The usefulness of platelet-inhibiting drugs in stroke prevention was first reviewed by meta-analysis in 1988, and their use was justified [20]. The prescription rate of antiplatelet agents in our study group did not change significantly over the years. It is noteworthy that 21% of patients with recurrent stroke still were not treated with antiplatelet agents or anticoagulants. This finding may result from poor compliance and persistence, as was described in other populations [21]. As reported previously, the 3 month to 1 year adherence to medications prescribed for secondary stroke prevention is about 65% [22, 23], and this may not be improved even by additional interventions such as motivational interviewing [24]. In addition, the proportion of smokers did not change significantly, in concordance with observations from other European countries [13, 25].

Our study has limitations. It is based on a registry from a single urban stroke center; thus, the results may not be fully representative of the whole country. We also did not have exact data about the time that passed between the index stroke and the preceding ischemic event.

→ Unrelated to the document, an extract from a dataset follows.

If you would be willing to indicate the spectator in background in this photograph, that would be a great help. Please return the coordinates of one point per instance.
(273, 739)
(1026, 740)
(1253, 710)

In conclusion, our findings demonstrated that the management of vascular risk factors, over the last two decades, in urban Polish patients with recurrent stroke has substantially improved according to evolving guidelines, including increased use of antihypertensives, vitamin K antagonists and statins. It is noteworthy that we also observed a similar tendency in improving primary stroke prevention [26]. The use of statins in secondary stroke prevention is not only beneficial due to the lipid-lowering effect but also because of a significant role in reduction of platelet activation and reactivity [27]. Of note, their use is also beneficial in patients with asymptomatic carotid stenosis [28]. The use of statins raised concern in previously published studies that noted an increased risk of hemorrhagic stroke in patients receiving a statin [2931]. However, two other meta-analyses of studies did not confirm increased risk of hemorrhagic stroke in patients receiving statins [32, 33]. Moreover, new evidence suggests that statins taken prior to or continued during admission for intracerebral hemorrhage may be even associated with positive outcomes [29]. However, there is much to be improved, as smoking patterns remained unchanged, and 1 in 5 patients still did not take any antiplatelet or anticoagulant treatment. One potential solution to improve patient adherence to evidence-based treatment is to continue extended neurological follow-up. Another important issue is the proper diagnostics and treatment of vascular risk factors by neurologists and primary care physicians, who need to be more aware of secondary stroke prevention efforts.

Conflict of interest

The authors declare no conflict of interest.